COURT FILE NO.: CV-21-86599 & CV-21-88099
DATE: 2024/05/31
ONTARIO
SUPERIOR COURT OF JUSTICE
BETWEEN:
HERMINIA BADA
Applicant
– and –
ERNESTINA BADA
Respondent
AND BETWEEN:
ERNESTINA BADA
Applicant
– and –
HERMINIA BADA, MICHELLE BADA and FERNANDO BADA
Respondent
REASONS FOR DECISION
Williams J.
Released: May 31, 2024
[^1]: A signed version of the life interest agreement was not in evidence. Herminia and Ernestina both said they signed the agreement. Herminia said that Ernestina had a signed copy of the agreement. Ernestina said the lawyer who represented Herminia at the time, John Piazza, would have a signed copy of the agreement. I am satisfied that the life interest agreement was signed by Herminia and Ernestina.

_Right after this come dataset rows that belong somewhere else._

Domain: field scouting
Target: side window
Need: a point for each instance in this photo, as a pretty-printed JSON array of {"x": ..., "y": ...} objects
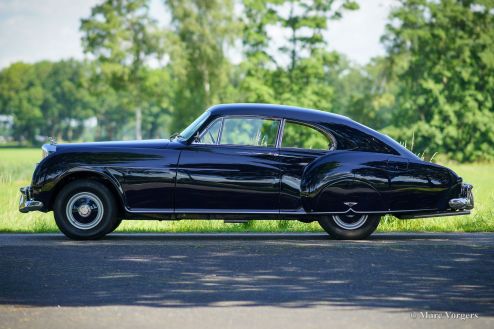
[
  {"x": 211, "y": 134},
  {"x": 301, "y": 136},
  {"x": 250, "y": 131}
]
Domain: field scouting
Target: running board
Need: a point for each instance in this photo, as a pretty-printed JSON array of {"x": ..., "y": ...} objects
[{"x": 437, "y": 214}]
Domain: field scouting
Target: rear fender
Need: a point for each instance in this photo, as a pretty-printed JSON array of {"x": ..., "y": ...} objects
[{"x": 329, "y": 184}]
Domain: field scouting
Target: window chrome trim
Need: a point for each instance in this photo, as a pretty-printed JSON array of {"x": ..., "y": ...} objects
[
  {"x": 206, "y": 129},
  {"x": 313, "y": 126},
  {"x": 261, "y": 117}
]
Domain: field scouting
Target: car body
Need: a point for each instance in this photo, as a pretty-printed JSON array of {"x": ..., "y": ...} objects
[{"x": 254, "y": 161}]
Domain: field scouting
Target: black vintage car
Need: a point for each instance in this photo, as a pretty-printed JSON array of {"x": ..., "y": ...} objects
[{"x": 245, "y": 161}]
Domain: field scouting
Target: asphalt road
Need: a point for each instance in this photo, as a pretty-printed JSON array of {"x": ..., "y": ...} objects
[{"x": 247, "y": 281}]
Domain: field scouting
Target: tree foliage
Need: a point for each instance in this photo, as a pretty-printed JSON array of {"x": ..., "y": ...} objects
[
  {"x": 446, "y": 79},
  {"x": 433, "y": 88}
]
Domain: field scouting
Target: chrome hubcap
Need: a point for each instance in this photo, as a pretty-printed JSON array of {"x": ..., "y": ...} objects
[
  {"x": 350, "y": 221},
  {"x": 84, "y": 210}
]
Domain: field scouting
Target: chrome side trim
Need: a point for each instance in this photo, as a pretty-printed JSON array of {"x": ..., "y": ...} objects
[
  {"x": 465, "y": 201},
  {"x": 262, "y": 212},
  {"x": 438, "y": 214}
]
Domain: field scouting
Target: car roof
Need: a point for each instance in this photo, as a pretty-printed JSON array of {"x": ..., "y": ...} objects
[
  {"x": 279, "y": 111},
  {"x": 304, "y": 115}
]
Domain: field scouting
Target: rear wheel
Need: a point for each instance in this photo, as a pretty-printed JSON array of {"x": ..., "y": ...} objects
[
  {"x": 350, "y": 226},
  {"x": 85, "y": 209}
]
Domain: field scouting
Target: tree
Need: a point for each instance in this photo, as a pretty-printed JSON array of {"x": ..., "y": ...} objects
[
  {"x": 123, "y": 37},
  {"x": 446, "y": 85},
  {"x": 200, "y": 32},
  {"x": 297, "y": 72}
]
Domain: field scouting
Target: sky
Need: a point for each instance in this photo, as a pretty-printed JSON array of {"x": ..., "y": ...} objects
[{"x": 34, "y": 30}]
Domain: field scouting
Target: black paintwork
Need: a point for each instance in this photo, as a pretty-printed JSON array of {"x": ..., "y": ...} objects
[{"x": 177, "y": 178}]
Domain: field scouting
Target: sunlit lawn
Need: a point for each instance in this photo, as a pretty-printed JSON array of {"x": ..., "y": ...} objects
[{"x": 17, "y": 165}]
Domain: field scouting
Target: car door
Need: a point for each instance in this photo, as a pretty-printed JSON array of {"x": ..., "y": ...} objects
[
  {"x": 300, "y": 145},
  {"x": 232, "y": 167}
]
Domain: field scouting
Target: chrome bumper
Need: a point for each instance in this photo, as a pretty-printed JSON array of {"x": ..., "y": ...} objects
[
  {"x": 26, "y": 203},
  {"x": 465, "y": 201}
]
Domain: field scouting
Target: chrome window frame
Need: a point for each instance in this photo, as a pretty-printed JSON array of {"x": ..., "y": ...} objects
[
  {"x": 223, "y": 118},
  {"x": 207, "y": 128},
  {"x": 310, "y": 125}
]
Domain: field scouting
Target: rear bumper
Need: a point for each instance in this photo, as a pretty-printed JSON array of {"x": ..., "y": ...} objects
[
  {"x": 26, "y": 202},
  {"x": 465, "y": 200}
]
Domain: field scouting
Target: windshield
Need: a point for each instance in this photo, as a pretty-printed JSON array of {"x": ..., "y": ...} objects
[{"x": 192, "y": 128}]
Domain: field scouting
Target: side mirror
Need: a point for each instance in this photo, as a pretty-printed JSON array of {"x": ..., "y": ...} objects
[{"x": 197, "y": 138}]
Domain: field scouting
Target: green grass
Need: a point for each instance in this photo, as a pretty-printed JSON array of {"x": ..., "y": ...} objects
[{"x": 17, "y": 165}]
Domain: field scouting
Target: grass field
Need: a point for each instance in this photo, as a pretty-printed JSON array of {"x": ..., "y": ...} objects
[{"x": 17, "y": 165}]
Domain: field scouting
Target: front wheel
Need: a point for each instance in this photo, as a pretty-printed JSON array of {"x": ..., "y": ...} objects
[
  {"x": 85, "y": 209},
  {"x": 350, "y": 226}
]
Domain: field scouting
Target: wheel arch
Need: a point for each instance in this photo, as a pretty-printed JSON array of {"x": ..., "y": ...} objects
[
  {"x": 336, "y": 183},
  {"x": 93, "y": 174}
]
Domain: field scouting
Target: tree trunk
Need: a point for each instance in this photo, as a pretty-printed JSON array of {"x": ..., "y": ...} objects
[{"x": 138, "y": 123}]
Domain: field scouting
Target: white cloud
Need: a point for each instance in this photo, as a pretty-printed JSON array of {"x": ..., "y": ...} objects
[{"x": 33, "y": 30}]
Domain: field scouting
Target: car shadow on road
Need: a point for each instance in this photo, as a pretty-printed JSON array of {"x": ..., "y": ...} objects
[{"x": 434, "y": 272}]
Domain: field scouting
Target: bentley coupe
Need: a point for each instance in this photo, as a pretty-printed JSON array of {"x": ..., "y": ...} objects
[{"x": 239, "y": 162}]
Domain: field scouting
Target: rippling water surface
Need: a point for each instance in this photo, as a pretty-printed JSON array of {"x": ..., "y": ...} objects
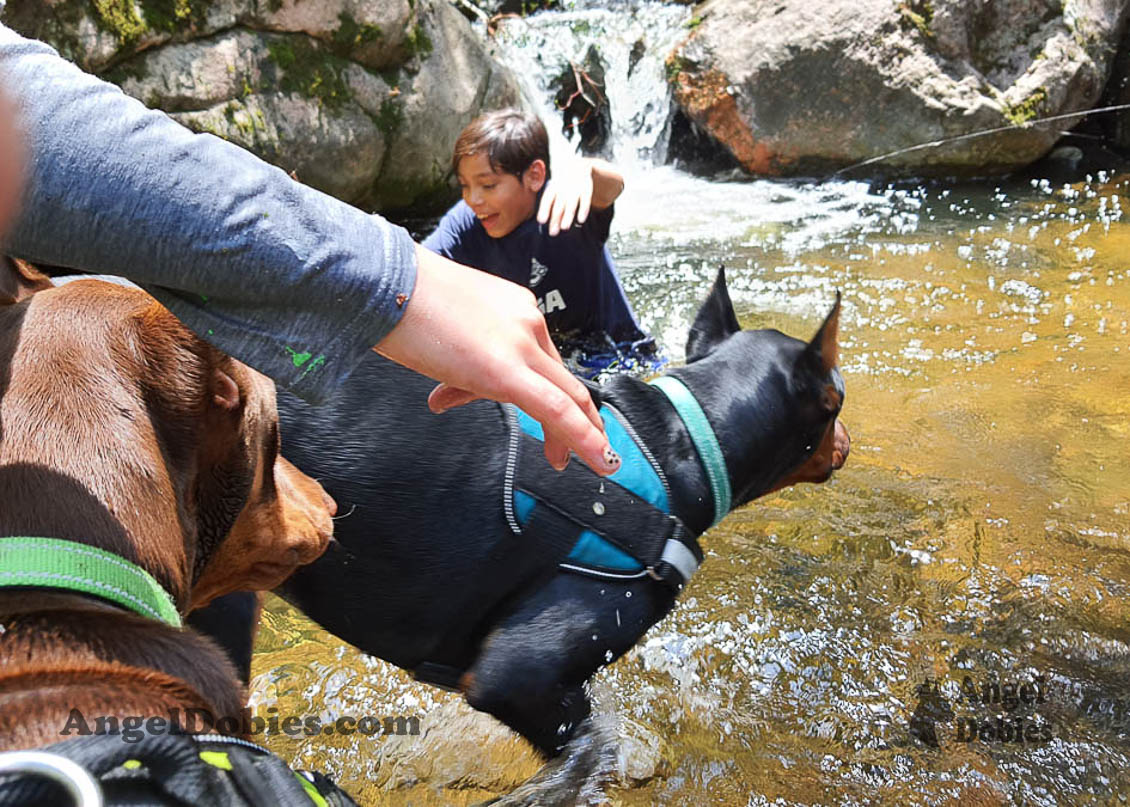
[{"x": 841, "y": 642}]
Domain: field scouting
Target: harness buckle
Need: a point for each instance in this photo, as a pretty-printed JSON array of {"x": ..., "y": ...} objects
[{"x": 79, "y": 784}]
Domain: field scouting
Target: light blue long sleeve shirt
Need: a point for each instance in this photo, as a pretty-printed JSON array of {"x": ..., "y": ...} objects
[{"x": 283, "y": 277}]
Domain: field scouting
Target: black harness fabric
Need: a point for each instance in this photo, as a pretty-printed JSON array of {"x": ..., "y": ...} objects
[
  {"x": 173, "y": 774},
  {"x": 635, "y": 526}
]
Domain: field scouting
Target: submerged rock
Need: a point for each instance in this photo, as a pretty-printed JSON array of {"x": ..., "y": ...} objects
[{"x": 791, "y": 87}]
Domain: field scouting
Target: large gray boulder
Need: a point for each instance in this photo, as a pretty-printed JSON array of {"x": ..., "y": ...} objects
[
  {"x": 361, "y": 98},
  {"x": 792, "y": 87}
]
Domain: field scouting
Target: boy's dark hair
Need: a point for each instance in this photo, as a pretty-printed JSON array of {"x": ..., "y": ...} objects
[{"x": 510, "y": 138}]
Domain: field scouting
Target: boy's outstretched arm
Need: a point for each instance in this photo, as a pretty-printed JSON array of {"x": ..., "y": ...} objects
[{"x": 577, "y": 189}]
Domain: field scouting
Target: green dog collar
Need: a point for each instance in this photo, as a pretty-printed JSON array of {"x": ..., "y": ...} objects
[
  {"x": 66, "y": 564},
  {"x": 710, "y": 452}
]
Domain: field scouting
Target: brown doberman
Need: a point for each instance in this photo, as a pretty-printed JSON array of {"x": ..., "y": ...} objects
[{"x": 122, "y": 432}]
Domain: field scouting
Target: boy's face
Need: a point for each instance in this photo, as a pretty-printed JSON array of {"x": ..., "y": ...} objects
[{"x": 501, "y": 201}]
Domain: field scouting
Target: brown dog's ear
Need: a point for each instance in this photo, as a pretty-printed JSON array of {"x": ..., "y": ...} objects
[
  {"x": 225, "y": 391},
  {"x": 714, "y": 322},
  {"x": 824, "y": 349},
  {"x": 19, "y": 279}
]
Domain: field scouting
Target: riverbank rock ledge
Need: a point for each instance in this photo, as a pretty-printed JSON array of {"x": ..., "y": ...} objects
[
  {"x": 796, "y": 87},
  {"x": 361, "y": 98}
]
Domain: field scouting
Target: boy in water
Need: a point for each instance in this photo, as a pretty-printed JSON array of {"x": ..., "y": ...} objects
[{"x": 546, "y": 234}]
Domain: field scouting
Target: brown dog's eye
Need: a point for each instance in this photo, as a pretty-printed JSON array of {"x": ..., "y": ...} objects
[{"x": 829, "y": 399}]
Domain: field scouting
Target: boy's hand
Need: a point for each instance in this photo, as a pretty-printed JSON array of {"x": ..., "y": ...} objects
[
  {"x": 573, "y": 192},
  {"x": 483, "y": 337}
]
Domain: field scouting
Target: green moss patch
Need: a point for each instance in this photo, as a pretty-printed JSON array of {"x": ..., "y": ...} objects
[
  {"x": 418, "y": 42},
  {"x": 309, "y": 70},
  {"x": 918, "y": 15},
  {"x": 351, "y": 34},
  {"x": 121, "y": 18},
  {"x": 1027, "y": 110}
]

[^2]: The parties agree that Ernestina and Herminia are unable to live together.
[^3]: Ernestina argues that Herminia should not be entitled to rely on these doctrines because they were not pleaded in her notice of application. Herminia’s notice of application requested a declaration that Herminia retains a life interest in 98 Marlborough. In her notice of application, Herminia pleaded that Ernestina wanted Herminia’s life interest to be removed from title, that Ernestina assured Herminia that the life interest would continue even if discharged from title, that Ernestina brought Herminia to meet with Ernestina’s lawyer, that Herminia was told that nothing would change if the life interest were discharged, that Herminia did not understand what she was signing and that Herminia trusted Ernestina’s intentions to honour the life interest. I am satisfied that Herminia’s notice of application raises both the doctrine of undue influence and non est factum. Herminia’s affidavits provide further factual foundation for her reliance on both doctrines.